New research from Cornell University aims to ease the process of chemical recycling — an emerging industry that could turn waste products back into natural resources by physically breaking plastic down into the smaller molecules it was originally produced from. In a new paper, “Consequential Life Cycle Assessment and Optimization of High-Density Polyethylene Plastic Waste Chemical Recycling,” published in the Sept. 13 issue of the journal ACS Sustainable Chemistry & Engineering, Fengqi You, the Roxanne E. and Michael J. Zak Professor in Energy Systems Engineering and doctoral student Xiang Zhao detail a framework incorporating several mathematical models and methodologies that factor everything from chemical recycling equipment, processes and energy sources, to environmental effects and the market for end products.
The framework is the first comprehensive analysis of its kind that quantifies the life-cycle environmental impacts of plastic waste chemical recycling, such as climate change and human toxicity.

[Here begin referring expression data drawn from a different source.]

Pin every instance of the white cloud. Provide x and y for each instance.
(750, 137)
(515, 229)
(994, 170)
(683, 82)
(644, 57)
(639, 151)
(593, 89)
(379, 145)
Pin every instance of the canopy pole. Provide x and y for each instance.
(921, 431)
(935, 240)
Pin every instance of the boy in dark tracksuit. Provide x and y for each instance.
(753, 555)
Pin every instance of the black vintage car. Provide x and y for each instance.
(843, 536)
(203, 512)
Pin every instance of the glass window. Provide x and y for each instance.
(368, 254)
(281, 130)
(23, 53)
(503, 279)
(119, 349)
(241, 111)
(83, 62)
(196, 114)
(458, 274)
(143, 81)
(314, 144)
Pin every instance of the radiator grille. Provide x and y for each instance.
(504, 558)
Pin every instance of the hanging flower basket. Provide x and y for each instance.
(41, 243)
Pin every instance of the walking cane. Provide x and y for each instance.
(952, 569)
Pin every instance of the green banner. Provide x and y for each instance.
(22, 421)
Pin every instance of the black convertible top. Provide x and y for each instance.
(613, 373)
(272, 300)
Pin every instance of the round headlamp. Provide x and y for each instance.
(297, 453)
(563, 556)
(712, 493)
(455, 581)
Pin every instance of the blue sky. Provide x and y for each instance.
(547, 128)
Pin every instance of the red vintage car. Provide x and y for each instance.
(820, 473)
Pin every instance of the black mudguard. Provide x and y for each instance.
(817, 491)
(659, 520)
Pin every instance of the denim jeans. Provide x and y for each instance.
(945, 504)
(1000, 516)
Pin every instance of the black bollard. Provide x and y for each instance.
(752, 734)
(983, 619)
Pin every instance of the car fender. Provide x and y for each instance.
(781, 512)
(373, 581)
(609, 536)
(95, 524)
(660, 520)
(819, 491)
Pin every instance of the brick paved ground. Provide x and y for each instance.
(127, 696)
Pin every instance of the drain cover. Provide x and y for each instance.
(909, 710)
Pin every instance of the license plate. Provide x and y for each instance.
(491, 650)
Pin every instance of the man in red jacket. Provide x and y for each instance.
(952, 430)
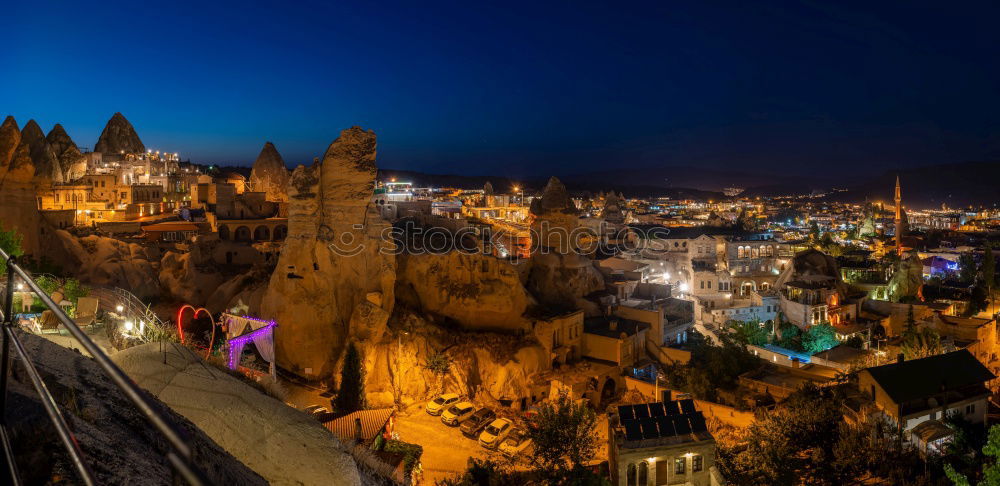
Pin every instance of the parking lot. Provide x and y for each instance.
(446, 450)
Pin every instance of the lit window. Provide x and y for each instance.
(697, 463)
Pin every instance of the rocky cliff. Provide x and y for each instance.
(284, 445)
(17, 191)
(99, 260)
(269, 174)
(119, 136)
(72, 162)
(477, 291)
(117, 444)
(332, 259)
(47, 167)
(560, 275)
(487, 367)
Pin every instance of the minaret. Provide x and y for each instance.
(899, 219)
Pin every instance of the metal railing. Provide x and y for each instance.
(179, 453)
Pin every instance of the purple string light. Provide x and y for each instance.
(236, 344)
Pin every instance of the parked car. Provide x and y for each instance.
(475, 424)
(319, 413)
(495, 433)
(457, 413)
(442, 402)
(516, 442)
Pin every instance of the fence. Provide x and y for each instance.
(178, 451)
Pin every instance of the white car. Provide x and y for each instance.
(439, 404)
(516, 442)
(495, 433)
(457, 413)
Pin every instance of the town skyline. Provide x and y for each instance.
(506, 94)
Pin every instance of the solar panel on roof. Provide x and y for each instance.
(632, 430)
(672, 408)
(625, 412)
(687, 406)
(698, 423)
(641, 412)
(666, 425)
(681, 425)
(656, 410)
(649, 430)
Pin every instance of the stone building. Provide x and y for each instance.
(661, 443)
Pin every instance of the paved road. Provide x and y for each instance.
(446, 450)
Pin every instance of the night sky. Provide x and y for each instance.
(521, 88)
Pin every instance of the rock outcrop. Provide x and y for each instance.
(477, 291)
(907, 280)
(72, 162)
(487, 367)
(269, 174)
(284, 445)
(119, 136)
(119, 447)
(560, 275)
(99, 260)
(814, 267)
(189, 277)
(333, 256)
(17, 191)
(47, 167)
(612, 212)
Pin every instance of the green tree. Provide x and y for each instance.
(819, 338)
(10, 242)
(564, 436)
(920, 343)
(911, 323)
(351, 395)
(750, 332)
(967, 268)
(991, 472)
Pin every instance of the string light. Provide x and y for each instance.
(236, 344)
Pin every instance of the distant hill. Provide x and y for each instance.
(575, 184)
(957, 185)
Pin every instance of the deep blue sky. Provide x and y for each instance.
(521, 88)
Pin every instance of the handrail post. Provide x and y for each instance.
(8, 320)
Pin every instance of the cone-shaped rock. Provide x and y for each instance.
(47, 166)
(70, 159)
(119, 136)
(269, 174)
(17, 192)
(555, 198)
(10, 138)
(59, 140)
(332, 263)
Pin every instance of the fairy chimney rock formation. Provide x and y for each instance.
(269, 174)
(333, 257)
(17, 191)
(72, 162)
(560, 274)
(47, 167)
(119, 137)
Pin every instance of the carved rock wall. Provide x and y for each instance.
(332, 258)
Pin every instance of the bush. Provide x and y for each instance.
(411, 452)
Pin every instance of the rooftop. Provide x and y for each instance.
(661, 423)
(602, 326)
(925, 377)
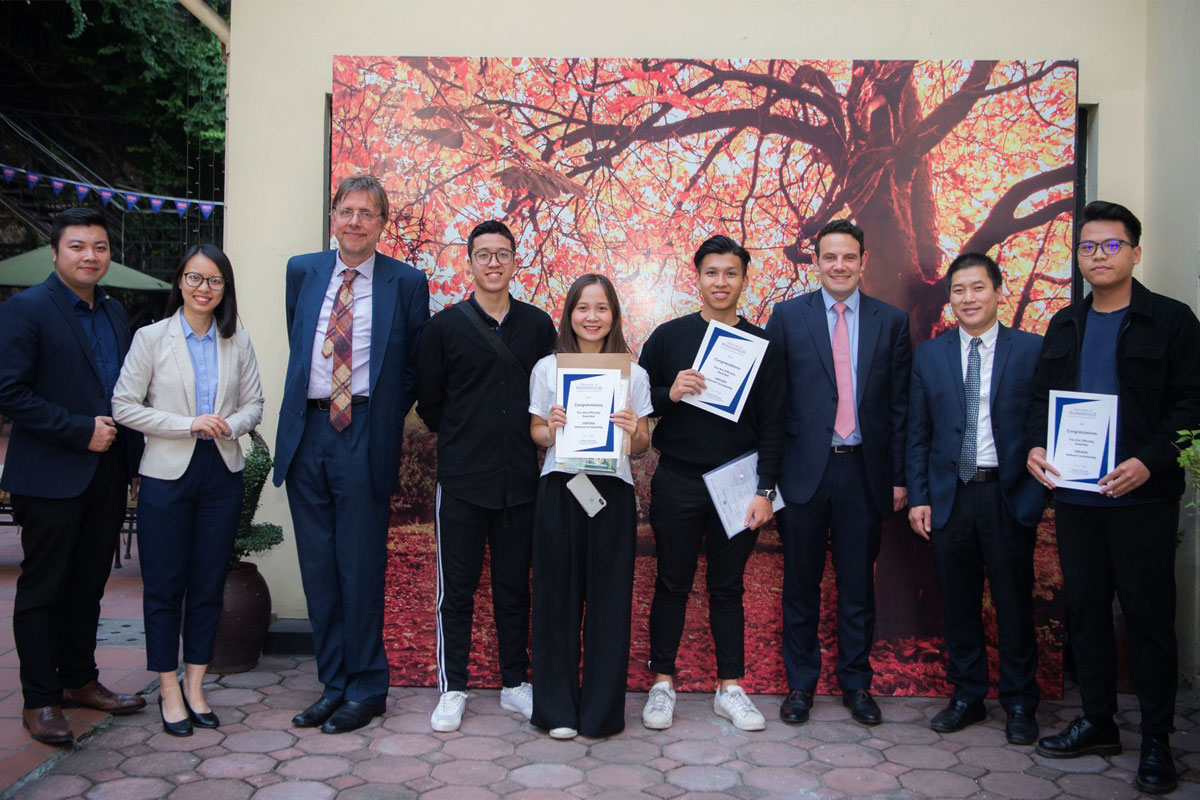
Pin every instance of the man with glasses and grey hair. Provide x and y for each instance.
(354, 324)
(474, 370)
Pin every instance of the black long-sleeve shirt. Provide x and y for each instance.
(478, 403)
(691, 440)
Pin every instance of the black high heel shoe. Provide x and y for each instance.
(199, 719)
(181, 728)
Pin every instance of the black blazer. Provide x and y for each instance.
(52, 390)
(798, 326)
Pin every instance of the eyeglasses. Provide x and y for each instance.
(484, 257)
(1109, 246)
(346, 215)
(195, 280)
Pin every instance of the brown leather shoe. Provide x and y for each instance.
(48, 725)
(96, 696)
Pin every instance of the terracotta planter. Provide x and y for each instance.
(244, 620)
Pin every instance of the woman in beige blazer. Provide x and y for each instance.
(190, 384)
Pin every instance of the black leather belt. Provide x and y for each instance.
(322, 403)
(985, 475)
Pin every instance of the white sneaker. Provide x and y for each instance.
(448, 716)
(735, 705)
(517, 698)
(659, 709)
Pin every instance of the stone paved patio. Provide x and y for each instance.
(256, 753)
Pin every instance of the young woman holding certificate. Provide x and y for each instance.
(580, 560)
(190, 384)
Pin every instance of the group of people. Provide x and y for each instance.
(954, 432)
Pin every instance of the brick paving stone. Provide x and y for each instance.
(295, 791)
(406, 744)
(479, 747)
(784, 781)
(939, 783)
(546, 776)
(391, 769)
(1021, 786)
(996, 759)
(237, 765)
(846, 755)
(858, 781)
(225, 789)
(315, 768)
(921, 757)
(130, 788)
(702, 779)
(623, 776)
(258, 741)
(54, 787)
(468, 773)
(160, 764)
(1097, 787)
(699, 752)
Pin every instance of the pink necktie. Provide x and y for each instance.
(844, 423)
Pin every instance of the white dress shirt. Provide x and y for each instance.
(985, 444)
(321, 372)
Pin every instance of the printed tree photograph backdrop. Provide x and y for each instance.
(624, 166)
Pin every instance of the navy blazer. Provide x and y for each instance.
(400, 307)
(52, 390)
(801, 329)
(936, 409)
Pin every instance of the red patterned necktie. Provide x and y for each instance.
(340, 344)
(844, 422)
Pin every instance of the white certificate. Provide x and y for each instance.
(589, 397)
(1081, 438)
(732, 486)
(729, 360)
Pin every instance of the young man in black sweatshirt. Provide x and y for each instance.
(690, 443)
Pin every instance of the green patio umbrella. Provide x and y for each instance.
(30, 269)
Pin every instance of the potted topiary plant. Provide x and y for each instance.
(247, 601)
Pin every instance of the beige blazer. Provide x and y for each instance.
(156, 396)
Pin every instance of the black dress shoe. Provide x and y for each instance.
(1081, 738)
(181, 728)
(1021, 727)
(201, 719)
(796, 707)
(958, 715)
(352, 716)
(862, 707)
(1156, 770)
(316, 714)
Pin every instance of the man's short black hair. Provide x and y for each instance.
(1105, 211)
(840, 227)
(76, 216)
(720, 244)
(966, 260)
(490, 227)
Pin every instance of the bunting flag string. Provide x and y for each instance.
(132, 199)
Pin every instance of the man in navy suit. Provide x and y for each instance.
(354, 324)
(972, 498)
(846, 360)
(67, 469)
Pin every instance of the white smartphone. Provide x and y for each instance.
(587, 494)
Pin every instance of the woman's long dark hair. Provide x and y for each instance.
(226, 313)
(567, 340)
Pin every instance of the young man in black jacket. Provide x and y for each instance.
(690, 443)
(1127, 341)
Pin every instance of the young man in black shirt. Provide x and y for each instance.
(473, 391)
(690, 443)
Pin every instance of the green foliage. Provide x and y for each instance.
(255, 537)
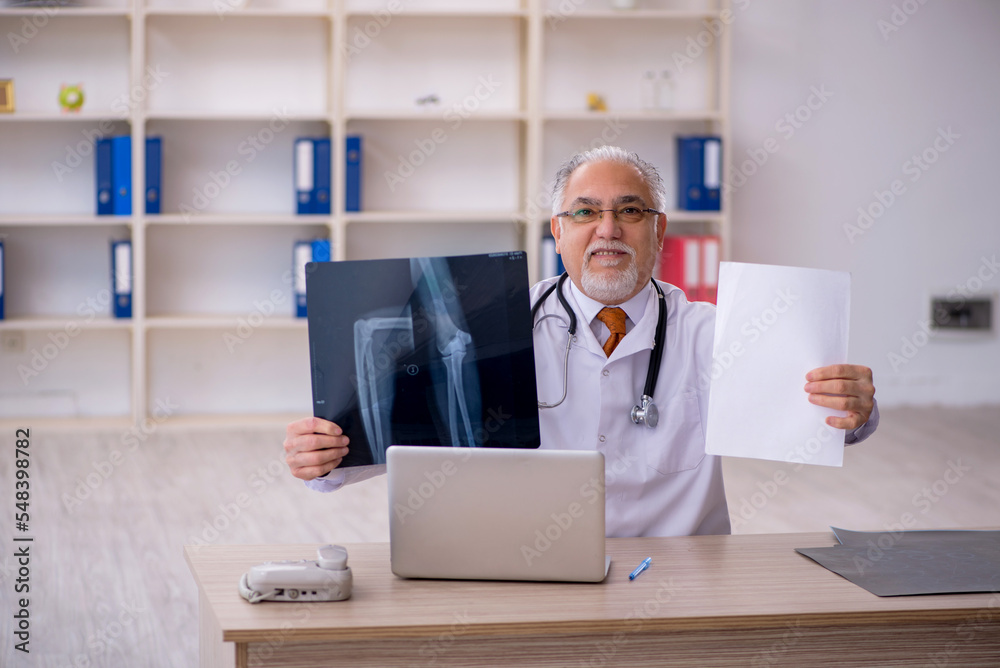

Billions of tons of plastic have been produced since the 1950s, yet most of it — 91%, according to one often cited study — has not been recycled. While growing landfills and contaminated natural areas are among the concerns, the failure to reduce and reuse plastic is also seen by some as a missed economic opportunity.
That’s why the emerging industry of chemical recycling is capturing the attention of the waste industry and researchers like You, who is helping to identify optimal technologies for chemical recycling and providing a roadmap for the future of the industry. Not only does chemical recycling create a ‘circular economy,’ in which a waste product can be turned back into a natural resource, but it opens the door for plastics such as high-density polyethylene — used to produce items such as rigid bottles, toys, underground pipes, and mail package envelopes — to be recycled more commonly.